As a backdrop, Google’s development of Android has led to accusations by Oracle of patent infringement relating to Java technology, which Oracle obtained by its acquisition of Sun Microsystems.
Meanwhile, Apple, Microsoft, EMC and Oracle are seeking regulatory approval to buy about 800 wireless-technology patents from Attachmate for $450 million, which the latter now owns as a result of its acquisition of Novell. Microsoft has said Google rejected an invitation to join the consortium in acquiring these patents.
At the same time, Apple has partnered with Ericsson, Microsoft, Oracle, RIM and Sony to buy about 6,000 wireless-technology patents from Nortel (under Chapter 11 restructuring) for $4.5 billion, five times Google’s initial $900 million offer. Google’s chief legal officer David Drummond recently accused its competitors of a waging a campaign against Android, and that “bogus” patents are being used to “strangle” Android. So perhaps we should not be surprised by Google’s audacious purchase of the Motorola Mobility division for $12.5 billion, including 24,000 patents.
What does this all mean for us? Almost certainly, continuing high prices for smartphones, as manufacturers and software companies charge consumers for the costs of the royalty payments they make to patent holders. Some may argue that this is only fair if society is to benefit from continued innovation, and if inventors are to be encouraged.
But let’s consider the contract that society and inventors undertake. Society grants an inventor a patent so that the inventor publicly discloses his invention, thus advancing the state of the art and encouraging learning, and even more innovation. The invention is expected to be novel, useful and not obvious. In return, for a set period, society grants the inventor the right to prohibit others from using the invention in its products. The inventor may use the patent directly, or choose to license the patent to others, and so benefit from royalties, or even sell it to another party.

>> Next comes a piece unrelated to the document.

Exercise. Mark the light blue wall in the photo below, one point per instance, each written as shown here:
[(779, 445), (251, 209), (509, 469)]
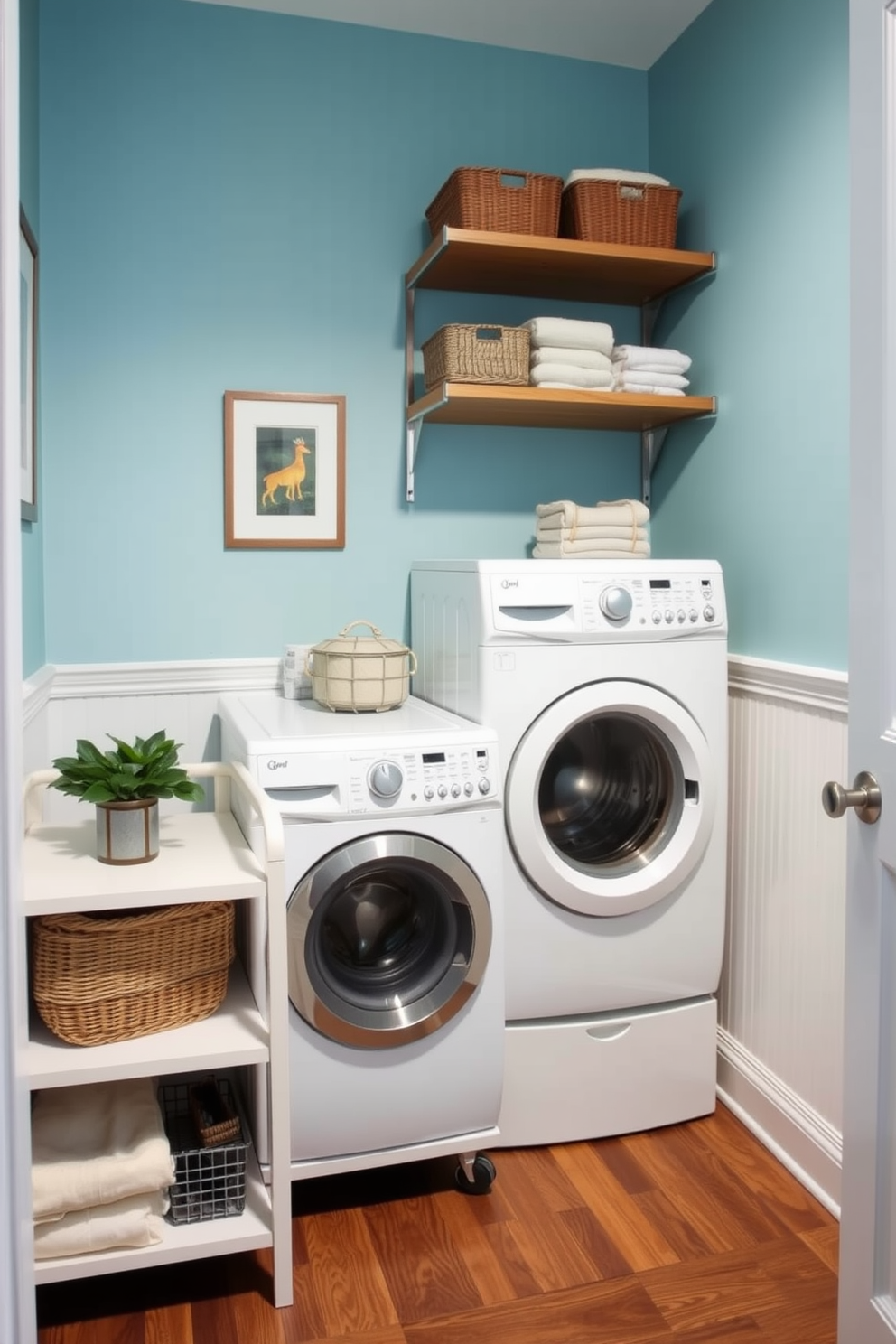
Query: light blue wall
[(749, 115), (33, 603), (230, 201)]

However, the inventor or patent holder may do nothing at all. Instead of using the patent, the invention stagnates and is kept in reserve as a defence should a competitor ever claim a patent infringement against the owner. Thus, some parties build up patent war-chests, much as the Cold War led to nuclear stockpiles to deter an enemy via a Mutually Assured Destruction response. A “my assets are bigger than yours” accumulation strategy clearly encourages patent mass-production, with many of them being of questionable quality and limited practical value.
Is there an alternative? “Use-it-or-lose-it” provisions and case history appear in trademark legislation in some jurisdictions: if a trademark is stagnant, or incorrectly applied, the trademark holder may lose it in a court challenge by a competitor.
Patent legislation could be extended so that during the period of exclusion offered by a patent, a competitor could bring a court case requiring a patent holder to demonstrate that the associated invention was being used to the benefit of society. The patent holder would then need to show in court that either it was using the patent in goods, services or processes, or that one of its licensees was so doing. A “use-it-or-lose-it” provision would concentrate minds, affect reputations and arguably reduce the number of dubious patent filings.
I am not convinced that the current patent war in smartphone technology is good for the industry, let alone consumers and society at large. New thinking in patent legislation is timely, and is an opportunity to take an international leadership position.